Escif is a Spanish street artist whose work has also been popping up in Italy, France, and Canada. Unlike most street artists who uses loud, often clashing colors, Escif tends to use simple lines and subdued colors. It is the humorous and often direct commentary on sensitive social issues such as politics, capitalism, and the economy that makes Escif’s work stand out. For Escif, the message is far more important than the style. Escif is quoted saying: “I’m not looking for decorative paintings, I try to wake up viewers minds.”
Friedensreich Hundertwasser is an Austrian sculptor, painter and architect. He is best known for his colorful, quirky, and oddly shaped buildings. He first became famous for his paintings, but it wasn’t until the 1950s that his building designs brought him worldwide acclaim. His buildings all sport his trademark labyrinthine spirals which can also be found in the postage stamps and flags he designed. One of Friedensreich’s most famous work is the Hundertwasserhaus apartment block in Vienna.
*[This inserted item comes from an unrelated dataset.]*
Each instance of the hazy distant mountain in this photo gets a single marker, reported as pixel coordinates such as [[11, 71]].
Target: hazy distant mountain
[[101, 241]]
The building has a roof covered with earth and grass, undulating floors, and large trees growing from inside the rooms, with limbs extending from windows. He refused to be paid for it, insisting that he did it in order to “prevent something ugly from going up in its place”. Friedensreichhas always been against monotonous architecture, he even called for a boycott of architecture with straight lines and demanded the right to create individual structures. He died in 2000 at the age of 72.